Databricks open-sources its declarative ETL framework as Apache Spark Declarative Pipelines at the Data + AI Summit, aiming to enhance the Apache Spark community's capabilities.
The move serves to strengthen Databricks' commitment to open ecosystems and compete with Snowflake's recent Openflow service for data integration.
Spark Declarative Pipelines simplifies data pipeline authoring, automates operations, and supports both batch and streaming workloads.
Engineers define pipelines using SQL or Python, allowing Apache Spark to handle execution, dependency tracking, and operational tasks.
The framework supports various data types and sources, enabling real-time and periodic processing through a unified API with validations before execution.

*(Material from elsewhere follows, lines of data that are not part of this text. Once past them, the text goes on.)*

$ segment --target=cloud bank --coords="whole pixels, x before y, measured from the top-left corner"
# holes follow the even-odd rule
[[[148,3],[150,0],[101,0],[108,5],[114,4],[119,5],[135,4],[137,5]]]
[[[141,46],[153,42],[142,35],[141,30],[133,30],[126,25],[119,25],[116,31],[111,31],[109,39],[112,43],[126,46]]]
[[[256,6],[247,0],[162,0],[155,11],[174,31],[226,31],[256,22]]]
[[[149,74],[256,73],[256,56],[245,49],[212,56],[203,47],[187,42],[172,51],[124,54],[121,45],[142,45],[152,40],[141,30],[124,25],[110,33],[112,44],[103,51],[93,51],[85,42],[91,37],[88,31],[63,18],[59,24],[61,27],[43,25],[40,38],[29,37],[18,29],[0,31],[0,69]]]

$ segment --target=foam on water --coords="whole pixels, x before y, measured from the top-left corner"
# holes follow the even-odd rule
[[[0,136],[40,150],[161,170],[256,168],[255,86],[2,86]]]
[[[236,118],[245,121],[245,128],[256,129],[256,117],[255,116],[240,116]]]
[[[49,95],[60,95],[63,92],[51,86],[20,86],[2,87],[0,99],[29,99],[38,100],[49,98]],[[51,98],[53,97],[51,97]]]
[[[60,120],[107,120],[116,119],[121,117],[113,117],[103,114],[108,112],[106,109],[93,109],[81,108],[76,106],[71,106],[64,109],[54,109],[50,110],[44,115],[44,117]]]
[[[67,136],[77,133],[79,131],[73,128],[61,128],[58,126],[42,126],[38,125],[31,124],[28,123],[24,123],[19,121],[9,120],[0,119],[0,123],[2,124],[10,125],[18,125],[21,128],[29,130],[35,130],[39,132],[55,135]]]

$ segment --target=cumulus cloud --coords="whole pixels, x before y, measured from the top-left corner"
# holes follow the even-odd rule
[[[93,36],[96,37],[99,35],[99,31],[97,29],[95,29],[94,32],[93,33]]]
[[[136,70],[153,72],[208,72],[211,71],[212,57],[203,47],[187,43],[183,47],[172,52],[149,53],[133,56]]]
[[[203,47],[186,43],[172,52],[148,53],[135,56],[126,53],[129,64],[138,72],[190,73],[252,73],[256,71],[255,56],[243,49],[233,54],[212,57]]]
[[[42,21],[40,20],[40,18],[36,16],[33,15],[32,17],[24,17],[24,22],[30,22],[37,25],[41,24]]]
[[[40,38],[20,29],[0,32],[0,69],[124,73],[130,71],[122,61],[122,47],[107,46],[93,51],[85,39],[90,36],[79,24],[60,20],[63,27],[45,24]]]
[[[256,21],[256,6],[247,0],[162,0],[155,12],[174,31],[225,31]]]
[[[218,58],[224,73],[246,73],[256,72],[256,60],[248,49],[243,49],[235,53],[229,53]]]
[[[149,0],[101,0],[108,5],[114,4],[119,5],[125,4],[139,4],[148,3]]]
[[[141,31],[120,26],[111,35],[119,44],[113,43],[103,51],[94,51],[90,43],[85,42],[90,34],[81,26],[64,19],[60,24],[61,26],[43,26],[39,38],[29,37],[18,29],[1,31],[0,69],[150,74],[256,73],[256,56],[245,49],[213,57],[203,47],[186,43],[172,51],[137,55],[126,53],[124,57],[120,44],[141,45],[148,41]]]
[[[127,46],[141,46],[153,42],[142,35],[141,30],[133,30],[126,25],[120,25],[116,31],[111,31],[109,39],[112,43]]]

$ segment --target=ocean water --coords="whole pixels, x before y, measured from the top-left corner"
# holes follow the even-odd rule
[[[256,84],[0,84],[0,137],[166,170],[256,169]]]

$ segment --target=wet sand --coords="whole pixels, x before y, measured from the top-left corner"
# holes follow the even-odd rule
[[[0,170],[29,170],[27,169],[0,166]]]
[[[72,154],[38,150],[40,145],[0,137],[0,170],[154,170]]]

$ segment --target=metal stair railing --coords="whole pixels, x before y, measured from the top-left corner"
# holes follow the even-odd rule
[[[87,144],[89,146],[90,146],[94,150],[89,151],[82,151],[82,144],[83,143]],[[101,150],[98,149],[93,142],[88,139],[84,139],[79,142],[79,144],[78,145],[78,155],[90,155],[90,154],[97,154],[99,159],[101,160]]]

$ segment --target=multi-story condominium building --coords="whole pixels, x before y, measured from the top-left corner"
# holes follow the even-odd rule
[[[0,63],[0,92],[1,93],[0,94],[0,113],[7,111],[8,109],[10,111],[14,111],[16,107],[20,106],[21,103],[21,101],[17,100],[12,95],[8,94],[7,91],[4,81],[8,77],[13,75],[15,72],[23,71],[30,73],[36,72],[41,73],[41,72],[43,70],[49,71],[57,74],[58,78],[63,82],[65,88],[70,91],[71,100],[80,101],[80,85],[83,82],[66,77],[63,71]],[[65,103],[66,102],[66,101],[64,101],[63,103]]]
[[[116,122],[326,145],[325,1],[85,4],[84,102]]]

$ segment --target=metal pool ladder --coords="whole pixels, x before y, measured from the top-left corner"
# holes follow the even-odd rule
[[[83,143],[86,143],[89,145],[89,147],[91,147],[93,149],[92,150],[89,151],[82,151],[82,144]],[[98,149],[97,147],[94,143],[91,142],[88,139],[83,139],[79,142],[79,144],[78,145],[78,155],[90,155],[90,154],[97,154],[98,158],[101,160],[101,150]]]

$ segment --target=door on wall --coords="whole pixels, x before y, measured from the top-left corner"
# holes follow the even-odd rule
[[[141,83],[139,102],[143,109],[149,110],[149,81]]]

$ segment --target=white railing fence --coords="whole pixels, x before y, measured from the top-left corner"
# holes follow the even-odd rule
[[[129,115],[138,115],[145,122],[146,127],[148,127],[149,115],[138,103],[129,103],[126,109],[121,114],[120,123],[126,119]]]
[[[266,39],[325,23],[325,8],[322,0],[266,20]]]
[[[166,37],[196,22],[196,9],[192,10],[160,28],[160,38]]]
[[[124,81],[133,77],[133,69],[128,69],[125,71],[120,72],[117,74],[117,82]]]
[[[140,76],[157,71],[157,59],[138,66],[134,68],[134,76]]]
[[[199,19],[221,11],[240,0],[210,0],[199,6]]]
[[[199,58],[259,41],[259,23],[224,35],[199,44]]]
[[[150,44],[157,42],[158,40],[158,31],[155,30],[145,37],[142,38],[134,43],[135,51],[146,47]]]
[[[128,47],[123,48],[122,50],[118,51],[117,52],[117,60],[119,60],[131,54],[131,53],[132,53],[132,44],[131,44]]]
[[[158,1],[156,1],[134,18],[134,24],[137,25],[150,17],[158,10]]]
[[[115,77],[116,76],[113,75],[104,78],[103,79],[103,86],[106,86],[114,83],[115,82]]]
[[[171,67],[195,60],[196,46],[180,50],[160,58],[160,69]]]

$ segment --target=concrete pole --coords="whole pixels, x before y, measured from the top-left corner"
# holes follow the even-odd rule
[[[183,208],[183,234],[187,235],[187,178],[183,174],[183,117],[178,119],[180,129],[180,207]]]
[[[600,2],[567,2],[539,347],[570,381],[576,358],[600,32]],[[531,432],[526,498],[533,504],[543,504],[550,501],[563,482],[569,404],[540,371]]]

By leveraging the declarative approach, Databricks aims to streamline the Apache Spark experience and simplify end-to-end pipeline development.
Numerous enterprises have benefited from the framework, reducing development time, maintenance efforts, and achieving optimized performance.
Databricks' open-source strategy makes the Spark Declarative Pipelines accessible to a broader user base beyond its existing customers.
The rollout aligns with Databricks' past contributions to the open-source community and coincides with the commercial version's availability.
Apache Spark Declarative Pipelines will be integrated into the Apache Spark codebase soon, while the commercial version offers additional enterprise features.